FuxiaoLiu / LRV-Instruction

[ICLR'24] Mitigating Hallucination in Large Multi-Modal Models via Robust Instruction Tuning
https://fuxiaoliu.github.io/LRV/
BSD 3-Clause "New" or "Revised" License
254 stars 13 forks source link

A question about "hallucination in captions" #23

Closed bigbrother001 closed 5 months ago

bigbrother001 commented 5 months ago

One of the reviewers comment that, this work addresses "yes or no" hallucination instead of a general hallucination problem, e.g., hallucination in captions. I'm not very clear about his/her comment, could you tell that what are the "general hallucination problem" and "hallucination in captions." mean? Expecting to hear your opinions.

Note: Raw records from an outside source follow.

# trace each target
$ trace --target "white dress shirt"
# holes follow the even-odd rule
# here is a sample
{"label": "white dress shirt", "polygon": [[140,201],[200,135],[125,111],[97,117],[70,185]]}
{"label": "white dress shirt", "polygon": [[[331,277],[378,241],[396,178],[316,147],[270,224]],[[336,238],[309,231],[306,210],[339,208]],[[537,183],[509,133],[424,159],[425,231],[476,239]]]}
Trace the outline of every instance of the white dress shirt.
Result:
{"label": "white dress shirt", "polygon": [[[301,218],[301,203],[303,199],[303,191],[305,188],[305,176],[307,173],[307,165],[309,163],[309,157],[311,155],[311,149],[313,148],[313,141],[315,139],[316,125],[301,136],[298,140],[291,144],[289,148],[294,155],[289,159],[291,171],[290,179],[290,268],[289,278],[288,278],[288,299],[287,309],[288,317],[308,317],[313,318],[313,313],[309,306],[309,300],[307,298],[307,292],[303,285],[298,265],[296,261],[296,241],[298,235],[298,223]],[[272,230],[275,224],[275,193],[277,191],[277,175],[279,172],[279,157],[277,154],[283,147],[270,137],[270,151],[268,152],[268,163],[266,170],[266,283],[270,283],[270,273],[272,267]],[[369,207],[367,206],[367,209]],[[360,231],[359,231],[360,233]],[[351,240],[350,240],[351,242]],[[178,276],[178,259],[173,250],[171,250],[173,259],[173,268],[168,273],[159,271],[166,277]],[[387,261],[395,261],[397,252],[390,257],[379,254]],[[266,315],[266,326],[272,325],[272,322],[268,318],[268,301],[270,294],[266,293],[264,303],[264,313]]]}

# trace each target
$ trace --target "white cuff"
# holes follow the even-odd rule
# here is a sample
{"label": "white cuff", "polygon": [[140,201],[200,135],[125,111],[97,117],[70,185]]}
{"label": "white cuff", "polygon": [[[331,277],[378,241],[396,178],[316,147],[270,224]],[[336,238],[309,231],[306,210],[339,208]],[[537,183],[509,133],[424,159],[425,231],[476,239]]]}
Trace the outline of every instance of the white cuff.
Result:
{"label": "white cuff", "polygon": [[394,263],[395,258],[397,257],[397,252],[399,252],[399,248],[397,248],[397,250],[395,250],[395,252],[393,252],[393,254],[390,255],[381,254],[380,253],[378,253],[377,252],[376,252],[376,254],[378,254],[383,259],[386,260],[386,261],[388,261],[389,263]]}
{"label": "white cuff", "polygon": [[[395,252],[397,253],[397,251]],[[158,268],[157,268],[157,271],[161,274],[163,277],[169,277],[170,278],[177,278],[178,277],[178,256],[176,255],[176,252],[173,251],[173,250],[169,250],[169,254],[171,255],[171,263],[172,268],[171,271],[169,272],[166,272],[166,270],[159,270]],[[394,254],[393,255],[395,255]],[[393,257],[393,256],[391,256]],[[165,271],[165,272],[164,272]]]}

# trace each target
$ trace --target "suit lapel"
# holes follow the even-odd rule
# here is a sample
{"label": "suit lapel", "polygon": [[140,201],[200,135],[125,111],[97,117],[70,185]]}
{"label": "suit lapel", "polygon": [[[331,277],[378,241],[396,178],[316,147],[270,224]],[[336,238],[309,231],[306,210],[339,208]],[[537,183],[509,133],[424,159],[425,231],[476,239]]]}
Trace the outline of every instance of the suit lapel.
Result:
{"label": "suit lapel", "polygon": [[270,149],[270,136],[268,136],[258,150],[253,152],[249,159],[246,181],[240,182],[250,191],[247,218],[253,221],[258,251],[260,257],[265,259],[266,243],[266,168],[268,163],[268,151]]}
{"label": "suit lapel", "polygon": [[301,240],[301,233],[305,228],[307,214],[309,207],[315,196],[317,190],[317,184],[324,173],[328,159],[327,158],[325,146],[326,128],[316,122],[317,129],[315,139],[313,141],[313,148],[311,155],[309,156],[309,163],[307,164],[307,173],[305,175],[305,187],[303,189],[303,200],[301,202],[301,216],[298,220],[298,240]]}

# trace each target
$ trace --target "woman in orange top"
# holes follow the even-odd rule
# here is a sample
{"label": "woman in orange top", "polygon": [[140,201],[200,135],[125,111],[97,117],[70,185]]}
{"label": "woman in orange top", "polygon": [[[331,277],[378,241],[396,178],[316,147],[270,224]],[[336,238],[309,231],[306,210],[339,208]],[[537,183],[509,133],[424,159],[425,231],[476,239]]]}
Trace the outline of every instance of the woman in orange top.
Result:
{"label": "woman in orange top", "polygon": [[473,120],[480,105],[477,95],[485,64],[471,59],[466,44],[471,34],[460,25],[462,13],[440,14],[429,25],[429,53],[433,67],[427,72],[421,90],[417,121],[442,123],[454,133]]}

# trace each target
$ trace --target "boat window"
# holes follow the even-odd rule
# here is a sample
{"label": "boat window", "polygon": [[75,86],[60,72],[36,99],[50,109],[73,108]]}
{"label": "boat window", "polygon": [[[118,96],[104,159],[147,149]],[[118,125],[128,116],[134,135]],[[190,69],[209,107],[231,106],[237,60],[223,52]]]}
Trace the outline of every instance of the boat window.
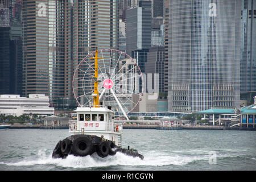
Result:
{"label": "boat window", "polygon": [[84,114],[79,114],[79,121],[84,121]]}
{"label": "boat window", "polygon": [[96,114],[92,114],[92,121],[98,121],[97,115]]}
{"label": "boat window", "polygon": [[90,114],[85,114],[85,121],[90,121]]}
{"label": "boat window", "polygon": [[98,121],[104,121],[104,114],[99,114],[98,115]]}

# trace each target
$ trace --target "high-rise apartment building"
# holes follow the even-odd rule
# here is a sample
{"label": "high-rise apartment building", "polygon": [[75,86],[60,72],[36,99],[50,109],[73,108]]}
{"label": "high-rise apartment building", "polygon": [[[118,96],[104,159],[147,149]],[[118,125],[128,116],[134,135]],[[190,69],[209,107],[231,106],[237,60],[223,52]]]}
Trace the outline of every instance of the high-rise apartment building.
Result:
{"label": "high-rise apartment building", "polygon": [[240,0],[169,1],[168,110],[240,105]]}
{"label": "high-rise apartment building", "polygon": [[[243,99],[256,94],[256,1],[242,2],[240,89]],[[246,96],[247,95],[247,97]]]}
{"label": "high-rise apartment building", "polygon": [[45,94],[54,106],[73,97],[72,5],[23,1],[23,95]]}
{"label": "high-rise apartment building", "polygon": [[142,72],[151,46],[151,1],[141,1],[138,7],[126,13],[126,52],[137,59]]}
{"label": "high-rise apartment building", "polygon": [[23,0],[23,94],[45,94],[55,107],[73,101],[77,64],[97,48],[118,49],[118,0]]}
{"label": "high-rise apartment building", "polygon": [[164,92],[168,93],[168,26],[169,26],[169,0],[164,2]]}

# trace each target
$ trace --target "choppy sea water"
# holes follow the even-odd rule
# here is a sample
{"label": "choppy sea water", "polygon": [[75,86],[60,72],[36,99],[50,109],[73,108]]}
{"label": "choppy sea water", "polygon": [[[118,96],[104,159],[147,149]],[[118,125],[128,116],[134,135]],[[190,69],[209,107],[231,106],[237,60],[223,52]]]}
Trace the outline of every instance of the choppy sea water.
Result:
{"label": "choppy sea water", "polygon": [[143,160],[117,152],[52,159],[68,130],[0,131],[0,170],[253,170],[256,132],[229,130],[124,129],[123,148],[130,146]]}

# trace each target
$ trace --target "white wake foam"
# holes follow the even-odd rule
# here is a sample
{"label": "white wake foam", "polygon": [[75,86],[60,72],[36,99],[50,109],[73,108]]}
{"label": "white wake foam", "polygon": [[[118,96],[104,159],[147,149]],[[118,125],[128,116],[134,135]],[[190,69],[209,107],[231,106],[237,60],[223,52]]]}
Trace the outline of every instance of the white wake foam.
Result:
{"label": "white wake foam", "polygon": [[[170,155],[170,154],[169,154]],[[7,166],[31,166],[34,165],[53,164],[62,167],[91,168],[114,166],[163,166],[167,165],[183,166],[197,160],[208,160],[208,156],[166,155],[164,154],[149,152],[144,155],[143,160],[139,158],[127,156],[121,152],[115,155],[102,158],[96,153],[85,157],[68,155],[66,159],[52,159],[51,155],[47,157],[39,156],[36,160],[23,160],[16,163],[6,163]]]}

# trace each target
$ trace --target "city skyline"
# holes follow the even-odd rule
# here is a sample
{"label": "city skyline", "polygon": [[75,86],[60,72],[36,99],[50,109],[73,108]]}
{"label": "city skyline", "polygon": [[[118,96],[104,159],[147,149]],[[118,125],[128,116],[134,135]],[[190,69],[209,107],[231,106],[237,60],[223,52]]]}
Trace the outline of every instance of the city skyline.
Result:
{"label": "city skyline", "polygon": [[[253,1],[236,5],[228,0],[193,5],[156,0],[1,3],[2,10],[10,11],[6,16],[10,23],[0,28],[6,43],[0,57],[4,57],[0,84],[5,86],[0,94],[45,94],[51,106],[68,109],[76,104],[72,81],[79,63],[96,48],[120,47],[137,59],[143,73],[161,75],[159,91],[168,90],[170,111],[238,107],[241,95],[251,97],[256,92]],[[155,46],[164,48],[161,62],[150,52]],[[158,66],[146,71],[154,61]]]}

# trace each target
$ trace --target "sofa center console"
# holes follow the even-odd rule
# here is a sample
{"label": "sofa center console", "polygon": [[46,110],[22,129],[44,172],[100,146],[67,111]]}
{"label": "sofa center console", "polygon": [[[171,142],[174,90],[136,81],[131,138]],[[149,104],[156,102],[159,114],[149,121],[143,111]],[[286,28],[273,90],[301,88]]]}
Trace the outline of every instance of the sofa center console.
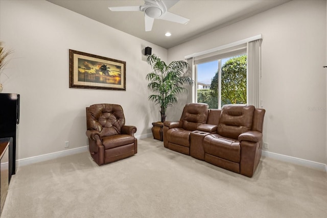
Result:
{"label": "sofa center console", "polygon": [[190,134],[190,155],[199,160],[204,160],[204,150],[202,141],[206,135],[211,134],[209,132],[196,130]]}

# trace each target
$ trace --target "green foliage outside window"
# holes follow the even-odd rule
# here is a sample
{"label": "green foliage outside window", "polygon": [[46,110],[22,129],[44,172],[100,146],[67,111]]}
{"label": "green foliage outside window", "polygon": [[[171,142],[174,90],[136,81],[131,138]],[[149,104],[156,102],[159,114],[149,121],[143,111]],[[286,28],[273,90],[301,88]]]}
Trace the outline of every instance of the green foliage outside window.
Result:
{"label": "green foliage outside window", "polygon": [[[218,108],[218,71],[212,79],[209,89],[198,90],[198,102]],[[246,55],[228,60],[221,68],[221,106],[246,104]]]}

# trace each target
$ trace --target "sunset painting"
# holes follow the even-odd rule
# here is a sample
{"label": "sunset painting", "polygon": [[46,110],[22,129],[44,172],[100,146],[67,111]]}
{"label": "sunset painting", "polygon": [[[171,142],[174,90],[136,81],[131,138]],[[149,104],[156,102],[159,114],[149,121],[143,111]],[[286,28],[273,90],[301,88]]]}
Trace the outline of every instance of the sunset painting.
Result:
{"label": "sunset painting", "polygon": [[78,59],[78,81],[120,85],[120,66]]}
{"label": "sunset painting", "polygon": [[71,88],[125,90],[126,62],[69,50]]}

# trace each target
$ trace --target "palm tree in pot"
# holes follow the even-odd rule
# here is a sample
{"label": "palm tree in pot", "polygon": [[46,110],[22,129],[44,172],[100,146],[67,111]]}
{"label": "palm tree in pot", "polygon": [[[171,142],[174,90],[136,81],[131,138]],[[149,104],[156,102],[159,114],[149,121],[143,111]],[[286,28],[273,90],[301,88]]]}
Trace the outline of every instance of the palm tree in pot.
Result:
{"label": "palm tree in pot", "polygon": [[184,61],[173,61],[167,65],[161,59],[153,54],[147,60],[153,69],[146,79],[150,81],[148,88],[154,93],[149,96],[149,100],[160,107],[161,122],[165,122],[167,107],[177,102],[177,95],[186,92],[184,85],[192,85],[193,80],[184,71],[189,69],[189,64]]}

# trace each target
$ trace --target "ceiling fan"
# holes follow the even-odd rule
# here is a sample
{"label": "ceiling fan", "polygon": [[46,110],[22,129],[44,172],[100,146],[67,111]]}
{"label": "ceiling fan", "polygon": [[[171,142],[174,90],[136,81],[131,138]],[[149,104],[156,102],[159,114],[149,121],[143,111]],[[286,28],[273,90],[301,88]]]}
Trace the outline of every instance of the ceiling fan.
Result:
{"label": "ceiling fan", "polygon": [[112,11],[143,11],[145,19],[145,31],[151,31],[154,19],[186,24],[189,19],[169,12],[168,9],[179,0],[145,0],[144,5],[138,6],[109,7]]}

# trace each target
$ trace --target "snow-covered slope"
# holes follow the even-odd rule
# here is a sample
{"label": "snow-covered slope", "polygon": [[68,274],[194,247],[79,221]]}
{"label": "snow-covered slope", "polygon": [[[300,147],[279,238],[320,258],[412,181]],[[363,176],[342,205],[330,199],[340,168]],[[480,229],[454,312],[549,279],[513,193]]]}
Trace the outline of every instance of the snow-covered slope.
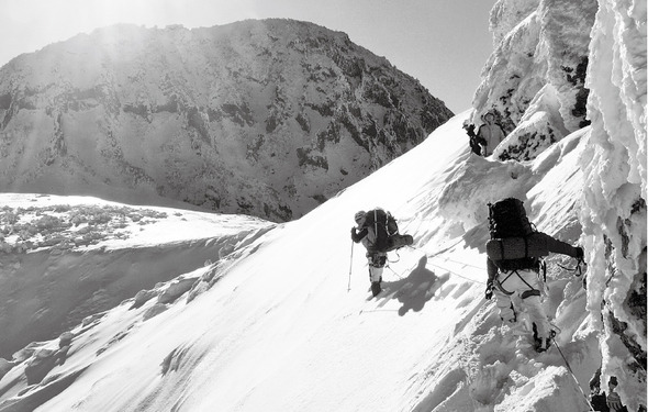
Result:
{"label": "snow-covered slope", "polygon": [[282,222],[451,115],[386,58],[312,23],[115,25],[0,69],[0,190]]}
{"label": "snow-covered slope", "polygon": [[585,73],[596,0],[500,0],[491,11],[494,52],[474,94],[473,122],[492,112],[506,142],[501,159],[527,160],[589,124]]}
{"label": "snow-covered slope", "polygon": [[202,267],[272,227],[243,215],[87,197],[4,193],[0,204],[0,357]]}
{"label": "snow-covered slope", "polygon": [[[583,133],[533,164],[501,164],[468,154],[460,129],[467,114],[299,221],[220,260],[214,256],[189,274],[199,280],[188,296],[135,309],[129,300],[70,330],[65,364],[42,382],[27,386],[21,377],[40,352],[55,356],[58,339],[16,354],[0,381],[2,405],[474,411],[524,400],[538,411],[583,408],[557,352],[538,356],[528,336],[509,335],[500,325],[482,298],[480,250],[488,237],[485,203],[525,192],[538,229],[578,241]],[[356,210],[375,205],[391,210],[416,243],[390,255],[387,290],[370,299],[366,259],[348,231]],[[586,387],[597,365],[585,291],[580,278],[554,264],[546,304],[562,330],[559,345]]]}
{"label": "snow-covered slope", "polygon": [[[617,377],[622,402],[645,411],[645,2],[502,0],[493,19],[511,51],[552,27],[562,37],[545,35],[571,47],[572,26],[552,19],[589,25],[578,35],[590,33],[591,125],[527,147],[528,160],[484,159],[461,130],[484,109],[477,99],[300,220],[0,360],[0,411],[585,411],[599,368],[603,390]],[[498,47],[492,60],[505,55]],[[537,80],[528,75],[519,85]],[[510,108],[538,110],[525,126],[572,124],[558,104],[571,92],[540,89],[511,96]],[[559,334],[543,354],[482,298],[485,204],[507,196],[525,200],[540,231],[585,248],[583,277],[565,269],[570,258],[547,259],[544,305]],[[390,254],[386,291],[371,299],[348,232],[358,209],[376,205],[415,244]]]}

FuxiaoLiu commented 5 months ago

The reviewer's comment means that our model is good at doing the Discriminative task (Yes/no). LLaVA and minigpt4 always answer 'yes' for most of the questions while our model is more honest and know when to answer 'no'. If the question is not a Discriminative task like summarization task or multi-choice QA, our model may not address them very well. For examples, if the question is "Describe this image."

The answer will be "The scene takes place in an urban area, where a bicycle is parked next to a trash bin. The bicycle is situated on the right side of the image, with its front wheels slightly turned. There are several other people in this area, walking and standing around at various distances from the trash bin."

If there are no people in the image, that's the general hallucination problem.

bigbrother001 commented 5 months ago

Thank you very much for your explanation, I think I understand it now.